– Она же кричала!

– Ну значит, тихо кричала!

«Тихо? – Алина зябко повела плечами. С реки тянуло холодом. – Уж во всяком случае, должна была кричать громче меня. Я только изображала, что на меня напали. А ее в самом деле чуть не убили! Хотя, на горле была удавка, и в таком случае, разве она могла себя контролировать? Может, кричала почти неслышно. Но тогда почему тот маньяк испугался и бросил ее? Нет, она должна была орать во все горло!»

– Точно, не слышали? – уже безнадежно повторила она.

Сосед махнул рукой, выудил из кармана пачку сигарет и, не говоря ни слова, исчез за калиткой. Брякнул тяжелый запор. Глухо брехнула и немедленно замолчала собака. И вскоре на веранде погас свет.

Алина постояла немного, прислушиваясь к установившейся в переулке тишине. И затем пошла к своему дому. Точнее, к дому, половина которого по завещанию принадлежала ей.

В той половине дома, которая принадлежала бабе Любе, горели два окна. Алина с детства знала, что это окна кухни. Собственно, других комнат на первом этаже и не было. Кухней считалось большое помещение, где находилась деревенская печь, газовая плита, и стояла широкая, вечно разобранная кровать, на которой спала баба Люба. Кроме того, там хранился разнообразный хлам – в громоздких, грубо срубленных сундуках и древних, рассохшихся и почерневших шкафах. Мансарда никогда не ремонтировалась, крыша текла. Эта половина дома, собственно говоря, представляла собой развалину – половина сестер производила куда более отрадное впечатление.

Алина заколебалась. Она стояла у своей калитки и раздумывала, куда двинуться. В их доме было, естественно, темно. Все, как она оставила, когда уезжала отсюда. Ей вовсе не хотелось туда идти, теперь Алина поняла это очень отчетливо.

«Загляну к старухе, – решила девушка. – Она все-таки принимала участие в Маринке, той ночью. И даже если она почти выжила из ума – все-таки от нее можно что-нибудь узнать».

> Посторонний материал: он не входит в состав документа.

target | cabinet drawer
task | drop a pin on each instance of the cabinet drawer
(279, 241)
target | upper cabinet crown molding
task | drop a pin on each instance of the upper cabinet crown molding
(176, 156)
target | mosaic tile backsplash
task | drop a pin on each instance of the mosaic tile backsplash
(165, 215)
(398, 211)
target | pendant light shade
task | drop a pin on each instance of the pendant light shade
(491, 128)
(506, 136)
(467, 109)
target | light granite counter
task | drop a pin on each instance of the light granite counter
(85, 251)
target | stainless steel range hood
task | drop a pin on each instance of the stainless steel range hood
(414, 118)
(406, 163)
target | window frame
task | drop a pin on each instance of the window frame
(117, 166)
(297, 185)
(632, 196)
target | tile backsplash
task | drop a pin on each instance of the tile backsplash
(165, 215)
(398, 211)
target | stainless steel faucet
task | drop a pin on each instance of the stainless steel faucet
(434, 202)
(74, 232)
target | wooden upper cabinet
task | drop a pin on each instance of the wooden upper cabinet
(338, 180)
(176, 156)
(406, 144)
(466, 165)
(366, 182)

Она самостоятельно отперла калитку – щеколда легко поднималась, если просунуть руку между широко расставленными досками ограды. Пошла к дому. Собаки тут не было. У бабы Любы несколько лет назад жил какой-то рыжий барбос, но он околел, а старуха нового не заводила. Она всегда жила одна – сколько сестры себя помнили. Когда они были детьми, баба Люба вовсе не выглядела старухой. Но они уже тогда так называли эту женщину – деятельную, коренастую, когда-то, несомненно, весьма привлекательную. У бабы Любы был единственный сын – он давным-давно жил где-то на Урале. Больше никого. Она сама вела хозяйство, изредка, раз в месяц, ездила на электричке в церковь (своей в поселке не имелось) и целыми днями копалась в огороде. Алина привыкла к ней до того, что если бы однажды не обнаружила за забором этой скрюченной жалкой фигурки, то почувствовала бы себя обокраденной.

– Баб Люб? – вопросительно крикнула она, стукнув в окно. – Это я, Алина.

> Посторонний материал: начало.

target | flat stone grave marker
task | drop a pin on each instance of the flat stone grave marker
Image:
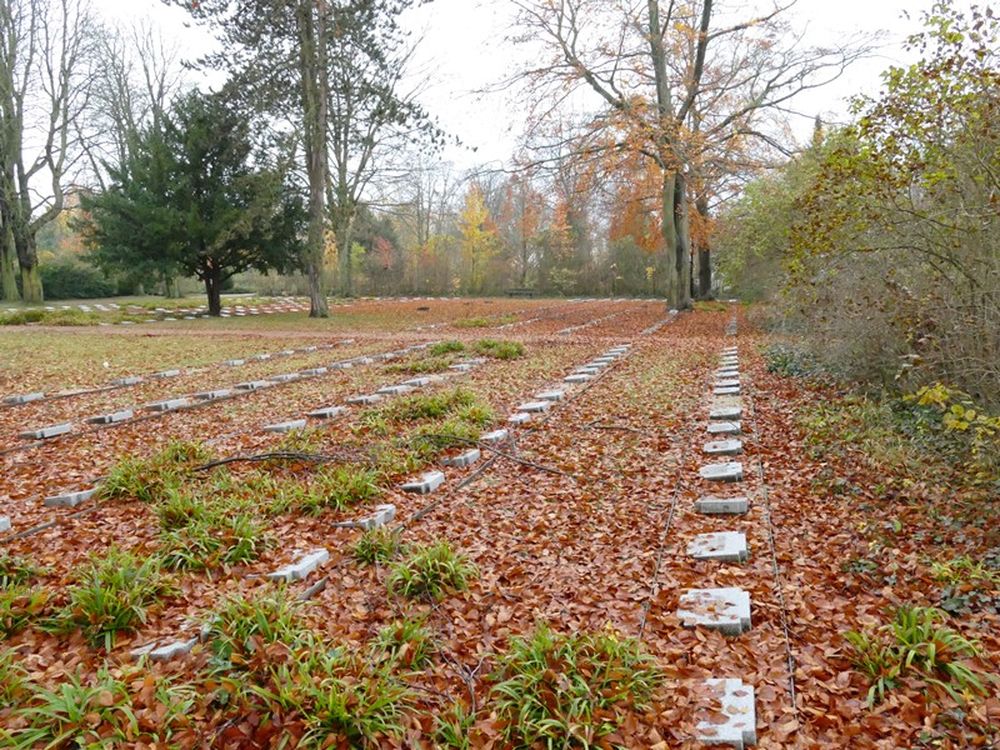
(731, 471)
(294, 424)
(24, 398)
(372, 398)
(726, 391)
(730, 447)
(553, 395)
(711, 505)
(252, 385)
(724, 546)
(115, 416)
(394, 390)
(301, 568)
(170, 404)
(70, 499)
(735, 724)
(43, 433)
(213, 395)
(427, 483)
(726, 610)
(535, 406)
(726, 413)
(462, 460)
(328, 412)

В ответ послышался пронзительный кошачий крик. Когда пес околел, соседка завела кота, и этот кот стоил нескольких собак. Если он был сыт, то вел себя вполне благодушно. Но если бывал чем-то недоволен – кормежкой или обращением, – превращался в сущего дьявола. Баба Люба почему-то очень боялась, что этот ничем не примечательный, да к тому же скандальный зверь от нее сбежит, и на ночь не выпускала его из дома. Кот протестовал против такого ущемления своих прав, да так отчаянно, что будил ближайших соседей.

Ей открыли дверь, и Алина вошла. Кот молнией скользнул у нее под ногами и растворился в темноте огорода. Через секунду его пронзительный вопль раздавался уже на улице – он явно вызывал всех желающих на дуэль. Баба Люба выругалась:

– Да чтоб тебя! Упустила!

Алина поздоровалась и попросила разрешения войти.

– Это ты, Алечка? – Старуха, смягчившись, вгляделась в нее и побрела обратно к плите. – А я баклажаны делаю. Купила вот баклажаны. Будешь?

Девушка отказалась.

– А то в банки закатаю, до зимы не попробуешь, – равнодушно предупредила та и стала у плиты, помешивая ложкой бурое неаппетитное варево.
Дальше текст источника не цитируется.